The debate in Connecticut has changed sharply since 2003, when the measure failed on the floor of the House after an emotional debate. The proposal passed one year later, in 2004, by a vote of 75-71, but it has never been signed into law. After being passed by both chambers in 2007, the bill was vetoed by Gov. M. Jodi Rell, a Republican.

In those early days, it was primarily stoners and people from “the radical left” who favored the bill as a way to force social change on marijuana policy, Kissel said. “Very few people in medicine supported the bill,” he said.

But as the years went on, lawmakers began hearing from medical professionals. They also heard harrowing, deeply personal stories from people coping with chronic and serious illnesses about the role that marijuana plays in their medical treatment.

“There has been a sea change over the last decade,” Kissel said.

Boucher is not convinced.
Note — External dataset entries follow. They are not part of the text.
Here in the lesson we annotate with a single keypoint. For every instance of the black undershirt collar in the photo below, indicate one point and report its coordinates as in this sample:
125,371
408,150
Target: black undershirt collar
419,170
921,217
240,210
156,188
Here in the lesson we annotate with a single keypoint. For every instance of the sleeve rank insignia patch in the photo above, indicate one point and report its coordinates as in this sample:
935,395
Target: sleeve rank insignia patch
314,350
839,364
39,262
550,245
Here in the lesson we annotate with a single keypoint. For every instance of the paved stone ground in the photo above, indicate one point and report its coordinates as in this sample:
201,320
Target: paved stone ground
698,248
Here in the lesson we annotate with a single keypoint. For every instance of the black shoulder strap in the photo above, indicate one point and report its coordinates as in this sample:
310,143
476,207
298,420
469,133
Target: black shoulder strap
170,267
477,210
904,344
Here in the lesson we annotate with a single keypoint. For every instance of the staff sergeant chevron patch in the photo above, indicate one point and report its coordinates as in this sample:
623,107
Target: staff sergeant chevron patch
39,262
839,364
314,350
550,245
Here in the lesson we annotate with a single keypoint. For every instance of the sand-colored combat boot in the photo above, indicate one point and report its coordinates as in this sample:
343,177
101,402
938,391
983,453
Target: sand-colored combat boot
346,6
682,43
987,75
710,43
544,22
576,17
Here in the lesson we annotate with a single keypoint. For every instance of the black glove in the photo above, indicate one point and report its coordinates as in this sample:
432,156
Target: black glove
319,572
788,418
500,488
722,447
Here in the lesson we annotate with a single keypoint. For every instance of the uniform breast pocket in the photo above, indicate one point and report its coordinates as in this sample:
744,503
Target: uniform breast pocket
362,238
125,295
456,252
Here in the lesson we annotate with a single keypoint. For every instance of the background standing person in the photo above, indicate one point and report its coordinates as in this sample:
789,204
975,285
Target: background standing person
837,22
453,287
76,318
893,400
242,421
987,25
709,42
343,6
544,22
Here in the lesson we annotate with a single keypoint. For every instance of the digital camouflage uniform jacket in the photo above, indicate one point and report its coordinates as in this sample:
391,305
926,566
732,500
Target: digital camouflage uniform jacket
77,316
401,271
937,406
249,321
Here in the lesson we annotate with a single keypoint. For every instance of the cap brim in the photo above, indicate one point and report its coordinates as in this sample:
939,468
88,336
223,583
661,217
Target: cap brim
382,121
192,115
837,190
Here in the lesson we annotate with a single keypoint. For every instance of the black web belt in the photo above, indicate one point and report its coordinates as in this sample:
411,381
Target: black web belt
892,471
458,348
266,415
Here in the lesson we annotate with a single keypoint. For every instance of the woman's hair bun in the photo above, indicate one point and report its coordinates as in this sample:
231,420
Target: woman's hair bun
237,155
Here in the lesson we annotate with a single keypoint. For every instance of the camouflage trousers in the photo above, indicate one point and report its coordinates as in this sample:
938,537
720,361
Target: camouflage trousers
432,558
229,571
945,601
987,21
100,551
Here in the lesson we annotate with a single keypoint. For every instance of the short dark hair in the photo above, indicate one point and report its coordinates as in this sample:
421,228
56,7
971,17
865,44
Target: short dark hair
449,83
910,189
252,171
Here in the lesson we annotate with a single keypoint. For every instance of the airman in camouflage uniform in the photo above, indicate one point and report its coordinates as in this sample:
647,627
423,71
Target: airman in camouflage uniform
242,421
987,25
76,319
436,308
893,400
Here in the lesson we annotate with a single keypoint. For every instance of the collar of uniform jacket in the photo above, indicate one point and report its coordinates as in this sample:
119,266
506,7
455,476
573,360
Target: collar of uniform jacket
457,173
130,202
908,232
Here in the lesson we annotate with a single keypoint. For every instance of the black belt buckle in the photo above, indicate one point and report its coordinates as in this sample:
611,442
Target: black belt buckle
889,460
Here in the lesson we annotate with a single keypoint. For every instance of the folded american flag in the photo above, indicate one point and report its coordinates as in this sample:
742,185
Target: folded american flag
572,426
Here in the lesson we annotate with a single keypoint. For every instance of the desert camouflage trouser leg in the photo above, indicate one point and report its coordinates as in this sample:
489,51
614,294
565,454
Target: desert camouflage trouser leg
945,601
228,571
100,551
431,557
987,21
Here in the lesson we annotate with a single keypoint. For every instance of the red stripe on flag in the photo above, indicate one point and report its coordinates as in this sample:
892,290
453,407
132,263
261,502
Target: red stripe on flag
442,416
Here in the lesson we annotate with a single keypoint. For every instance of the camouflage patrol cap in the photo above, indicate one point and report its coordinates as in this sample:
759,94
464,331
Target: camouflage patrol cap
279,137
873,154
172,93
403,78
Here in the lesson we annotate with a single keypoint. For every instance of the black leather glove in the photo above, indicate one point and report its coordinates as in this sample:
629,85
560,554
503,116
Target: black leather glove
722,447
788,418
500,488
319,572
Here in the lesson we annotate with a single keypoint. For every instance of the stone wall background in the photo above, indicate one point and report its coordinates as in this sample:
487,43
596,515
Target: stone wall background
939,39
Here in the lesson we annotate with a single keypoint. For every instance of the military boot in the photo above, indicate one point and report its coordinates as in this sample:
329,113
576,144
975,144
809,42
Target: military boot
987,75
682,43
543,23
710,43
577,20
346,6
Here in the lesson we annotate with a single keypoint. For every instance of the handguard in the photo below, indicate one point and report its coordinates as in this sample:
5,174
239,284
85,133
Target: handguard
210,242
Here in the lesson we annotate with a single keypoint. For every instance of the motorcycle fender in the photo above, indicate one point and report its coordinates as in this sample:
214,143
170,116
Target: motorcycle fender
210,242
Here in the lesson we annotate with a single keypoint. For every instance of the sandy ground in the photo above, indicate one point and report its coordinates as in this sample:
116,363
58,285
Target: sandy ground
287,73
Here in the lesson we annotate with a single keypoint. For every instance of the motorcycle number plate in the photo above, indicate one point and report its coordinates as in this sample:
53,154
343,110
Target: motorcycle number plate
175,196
Legalizing medical marijuana would send a devastating message to young people, Boucher said.

“There are reams of data that speak to the cost of the state due to the unhealthy effects of marijuana,” she said.

Long-term marijuana use, she said, also affects the heart and lungs and causes problems with infertility in men; in addition, it leads to increased depression, schizophrenia and psychosis, she said. Marijuana users are also “more than twice as likely as other drivers to be involved in motor vehicle crashes,” she said, comparing “doped driving” to drunken driving.

Boucher noted at one point that she was repeating herself, but she said that was the point where people will remember it. Smoking one joint per day is like smoking four to five cigarettes, she said. “It is an accepted fact that smoking cigarettes causes lung cancer,” she said. “This implies … that marijuana leads to some of the same results. … The smoking of cannabis has a detrimental effect to our lungs. … I think we’ve made the case on that. This is why the FDA has been very, very cautious about the public moving in this direction.”